A four-layer autoencoder was developed for the TinyImageNet dataset to process 600x600 color images. This Jupyter Notebook (Task_1.ipynb) underwent preprocessing, including class selection, resizing, and normalization. The model was trained for 10 epochs with the Adam optimizer, using mean squared error for loss evaluation. The model's effectiveness was validated by the loss metrics and visual comparison of original and reconstructed test images, demonstrating its capability in image reconstruction and feature extraction.
- Dataset: TinyImageNet, containing natural color images.
- Classes Selected: A subset of classes with 500 training and 50 validation samples each.
- Specific Classes: 'mashed potato', 'bell pepper', 'alp', 'sewing machine', 'lemon', 'banana', 'umbrella', 'volleyball', 'torch', 'mushroom'.
- Allocation: 400 samples for training (40 from each class) and 100 samples for testing (10 from each class).
- Approach: Generator-based for efficient memory usage.
- Image Resizing: Adjusted to 600x600 pixels for the autoencoder.
- Normalization: Pixel values scaled to the [0, 1] range.
- Layers: Four convolutional layers with 'relu' activation.
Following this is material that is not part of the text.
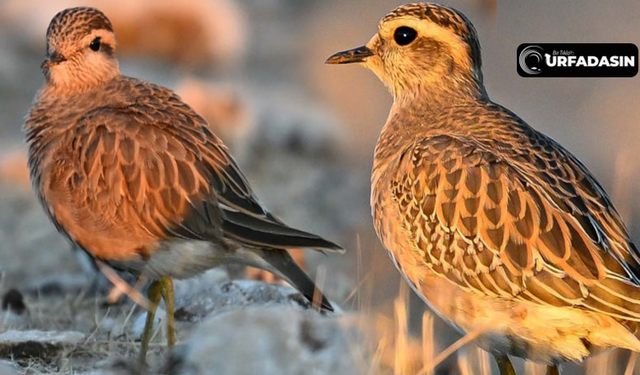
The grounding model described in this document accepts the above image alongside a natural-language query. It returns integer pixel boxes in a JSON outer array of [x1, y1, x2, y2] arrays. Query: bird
[[327, 3, 640, 375], [24, 6, 343, 363]]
- Filters: Sizes increase from 32, 64, 128, to 256.
- Pooling: Max-pooling layers follow each convolutional layer.
- Design: Mirrors the encoder with convolutional and upsampling layers.
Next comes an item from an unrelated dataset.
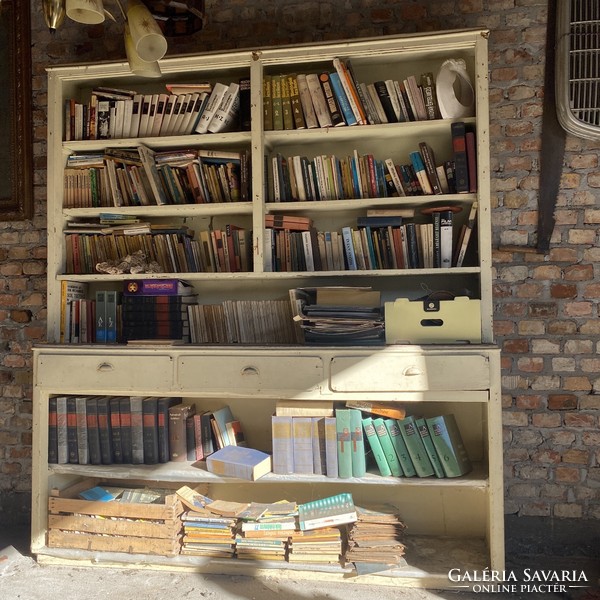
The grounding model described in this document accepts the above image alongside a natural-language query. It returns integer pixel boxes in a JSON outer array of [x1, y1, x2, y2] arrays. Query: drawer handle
[[403, 366, 423, 377], [241, 366, 259, 376], [97, 362, 114, 372]]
- Activation: 'sigmoid' function in the final layer for image reconstruction.
- Optimizer: Adam.
- Loss Function: Mean squared error.
- Epochs: 10.
- Batch Size: 32.
- Validation: Used to monitor performance during training.
This task (Task_2.ipynb) involves the unique challenge of reconstructing two distinct images from their average. A parallel autoencoder architecture was implemented to independently train for each output image. The model was trained using the CIFAR-10 dataset, where 2000 images were selected for training and 800 for testing, creating 1000 and 400 pairs respectively. The input to the model was the average of these image pairs. The model's performance was evaluated using the Structural Similarity Index (SSIM) as the loss function over 40 epochs.
- Dataset: CIFAR-10.
- Training Images: 2000 images from the training set to create 1000 pairs.
- Testing Images: 800 images from the test set to create 400 pairs.
- Input Generation: Averaging each pair of images to serve as the model input.
- Encoder: Consists of convolutional layers with 'relu' activation, followed by max-pooling.
- Decoder: Includes convolutional layers with 'relu' activation, followed by upsampling, and a final 'sigmoid' activation layer for output.
- Optimizers: Two Adam optimizers for the parallel autoencoder.
- Loss Function: Structural Similarity Index (SSIM) for loss calculation.
- Epochs: 40.